Cos’è
La città vecchia di Taranto presenta in larghi tratti edifici e locali abbandonati a causa di un lento esodo dall’Isola da parte degli abitanti. Lo spopolamento del quartiere determina la chiusura di attività e servizi: numerosi locali sono occupati abusivamente dai cittadini della zona ed utilizzati come depositi o in alcuni casi murati per motivi di sicurezza.
Negli ultimi anni, con il trasferimento di alcune Facoltà dell’Università di Bari, una zona della città vecchia è in parte recuperata ed avviato a nuova vita, grazie al ripopolarsi di residenze ed attività commerciali (gelaterie, bar, pub, trattorie, pizzerie, cartoleria). L’avvio di nuove attività commerciali ha dato nuova linfa al quartiere e soprattutto ha salvato dall’abbandono edifici e locali. Tuttavia, stride ancora fortemente la forte presenza di spazi vuoti ed in abbandono, in contesto in cui circa il 70% del patrimonio edilizio della città vecchia è di proprietà pubblica. In questo scenario, si inserisce la storia della cucina fatù.
Da tempo un locale sito in via Cava 69, di proprietà dell’agenzia regionale per la casa e l’abitare – arca jonica, risulta ufficialmente chiuso e abbandonato, in seguito al fallimento della precedente attività commerciale (un wine bar). Il locale, ristrutturato e in buone condizioni, è aperto e gestito in via informale da alcuni cittadini residenti durante la manifestazione estiva l’isola che vogliamo.

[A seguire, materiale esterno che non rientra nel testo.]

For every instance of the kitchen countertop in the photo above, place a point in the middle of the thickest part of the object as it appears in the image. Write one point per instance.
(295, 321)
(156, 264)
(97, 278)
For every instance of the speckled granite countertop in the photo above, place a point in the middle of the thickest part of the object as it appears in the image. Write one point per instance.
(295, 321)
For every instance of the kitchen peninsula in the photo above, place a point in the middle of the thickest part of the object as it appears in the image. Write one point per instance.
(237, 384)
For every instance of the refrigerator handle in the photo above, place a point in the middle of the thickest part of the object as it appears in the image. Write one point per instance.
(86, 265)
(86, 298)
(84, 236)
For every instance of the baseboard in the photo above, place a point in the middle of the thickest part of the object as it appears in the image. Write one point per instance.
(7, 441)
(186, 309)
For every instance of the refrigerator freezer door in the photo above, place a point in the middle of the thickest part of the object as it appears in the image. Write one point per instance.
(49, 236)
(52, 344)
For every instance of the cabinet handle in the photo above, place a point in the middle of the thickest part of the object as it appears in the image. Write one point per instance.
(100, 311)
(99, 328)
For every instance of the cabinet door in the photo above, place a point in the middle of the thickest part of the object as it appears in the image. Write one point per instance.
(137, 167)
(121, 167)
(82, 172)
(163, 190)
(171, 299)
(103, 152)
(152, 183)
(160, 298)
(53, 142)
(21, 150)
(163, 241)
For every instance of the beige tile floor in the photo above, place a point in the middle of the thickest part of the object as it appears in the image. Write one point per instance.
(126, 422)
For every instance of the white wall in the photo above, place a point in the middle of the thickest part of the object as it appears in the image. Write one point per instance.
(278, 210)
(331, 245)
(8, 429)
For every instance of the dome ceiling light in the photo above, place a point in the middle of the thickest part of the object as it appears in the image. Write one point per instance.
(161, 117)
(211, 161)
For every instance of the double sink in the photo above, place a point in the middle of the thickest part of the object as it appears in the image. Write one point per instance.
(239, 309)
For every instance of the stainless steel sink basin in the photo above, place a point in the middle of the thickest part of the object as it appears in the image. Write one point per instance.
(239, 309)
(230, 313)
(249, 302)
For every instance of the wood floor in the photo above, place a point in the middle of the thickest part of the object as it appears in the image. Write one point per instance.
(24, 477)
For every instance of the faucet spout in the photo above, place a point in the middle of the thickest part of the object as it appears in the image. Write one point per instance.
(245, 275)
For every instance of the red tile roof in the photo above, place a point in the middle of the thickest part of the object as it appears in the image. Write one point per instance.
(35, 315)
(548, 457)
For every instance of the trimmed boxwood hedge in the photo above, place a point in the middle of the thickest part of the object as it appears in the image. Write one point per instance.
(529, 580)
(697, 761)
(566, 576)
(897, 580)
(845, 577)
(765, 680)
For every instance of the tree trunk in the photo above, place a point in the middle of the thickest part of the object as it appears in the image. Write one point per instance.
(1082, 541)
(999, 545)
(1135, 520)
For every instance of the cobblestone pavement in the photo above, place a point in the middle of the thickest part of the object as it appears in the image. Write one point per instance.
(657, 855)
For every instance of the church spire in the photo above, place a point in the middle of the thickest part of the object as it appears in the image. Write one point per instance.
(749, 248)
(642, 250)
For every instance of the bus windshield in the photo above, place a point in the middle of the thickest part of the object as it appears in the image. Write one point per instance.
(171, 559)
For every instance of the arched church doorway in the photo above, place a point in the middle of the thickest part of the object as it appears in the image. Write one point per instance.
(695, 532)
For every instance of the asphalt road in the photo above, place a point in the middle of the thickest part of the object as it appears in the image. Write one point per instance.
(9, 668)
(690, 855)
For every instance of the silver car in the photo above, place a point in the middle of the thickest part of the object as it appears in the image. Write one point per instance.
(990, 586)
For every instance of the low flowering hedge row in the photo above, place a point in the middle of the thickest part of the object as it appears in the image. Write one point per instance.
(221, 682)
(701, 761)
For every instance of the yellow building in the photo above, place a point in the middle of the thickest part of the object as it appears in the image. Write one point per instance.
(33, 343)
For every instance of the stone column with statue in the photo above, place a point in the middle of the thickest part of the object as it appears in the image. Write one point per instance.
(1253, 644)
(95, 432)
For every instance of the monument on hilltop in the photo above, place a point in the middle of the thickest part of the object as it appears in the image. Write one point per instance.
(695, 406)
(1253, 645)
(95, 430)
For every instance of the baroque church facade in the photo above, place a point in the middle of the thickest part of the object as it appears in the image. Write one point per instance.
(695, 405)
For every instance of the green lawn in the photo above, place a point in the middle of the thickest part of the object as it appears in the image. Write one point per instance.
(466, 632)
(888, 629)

A Natale del 2013, per una sera, via Cava 69 è diventato un ristorante per un giorno su iniziativa di un’associazione culturale che da anni lavora nella zona ed ha seguito il progetto del Laboratorio Urbano Cantiere Maggese. Lo spazio vuoto è stato attrezzato nel giro di pochissimo tempo dai residenti della zona e da un gruppo di artisti, grafici e progettisti.
Il nome Fatù proviene viene dalla modalità libera di pagamento basata sui concetti di fiducia e valutazione soggettiva del giusto prezzo. Il ristorante temporaneo ha riscosso successo ed è servita a mettere in luce le potenzialità dello spazio, inserito in un ambito pregevole della città vecchia, dove sono presenti numerosi ipogei, il laboratorio urbano, piccoli cortili, cul de sac, piazzette e slarghi.
Durante la prima edizione della scuola di Bollenti Spiriti, fra maggio e luglio del 2014, i partecipanti hanno utilizzato informalmente la cucina per preparare la cena, allestendo gli spazi con tavoli, sedute e lampade. Nel giro di pochi giorni la cucina è diventata, grazie alla concomitanza delle attività della Scuola nell’adiacente Cantiere Maggese, uno spazio aperto, dove sono nate amicizie, relazioni e scambi di idee. La cucina ha ospitato cene e aperitivi promosse da associazioni e cittadini, presentazioni di progetti, momenti culturali e focus di approfondimento sui temi dell’alimentazione e della gestione comunitaria della ristorazione.
Elementi salienti
Il riutilizzo degli spazi pubblici per favorire attivazione e apprendimento in situazione
La Cucina Fatù sorge in uno spazio pubblico di proprietà dell’ARCA Jonica. Il patrimonio pubblico dismesso a scopo non abitativo può essere una risorsa per creare esperienze guidate di attivazione ed apprendimento per i giovani in condizione di emarginazione sociale, culturale ed economica. Gli attuali strumenti amministrativi appaiono inadeguati a liberare il patrimonio pubblico, assegnandolo a scopi sociali, secondo procedure snelle e celeri.
La questione di genere
Intorno alla Cucina Fatù si è consolidato un gruppo di giovani donne che si è già cimentato nella cucina di strada con buoni risultati. Nella logica dell’utilizzo temporaneo e dell’imparare facendo, la gestione dello spazio di Via Cava, 69 può rappresentare per queste ragazze – in un contesto sociale in cui il ruolo della donna spesso non va oltre quello di moglie e di madre – un’occasione per mettersi alla prova, sperimentando indipendenza e socialità.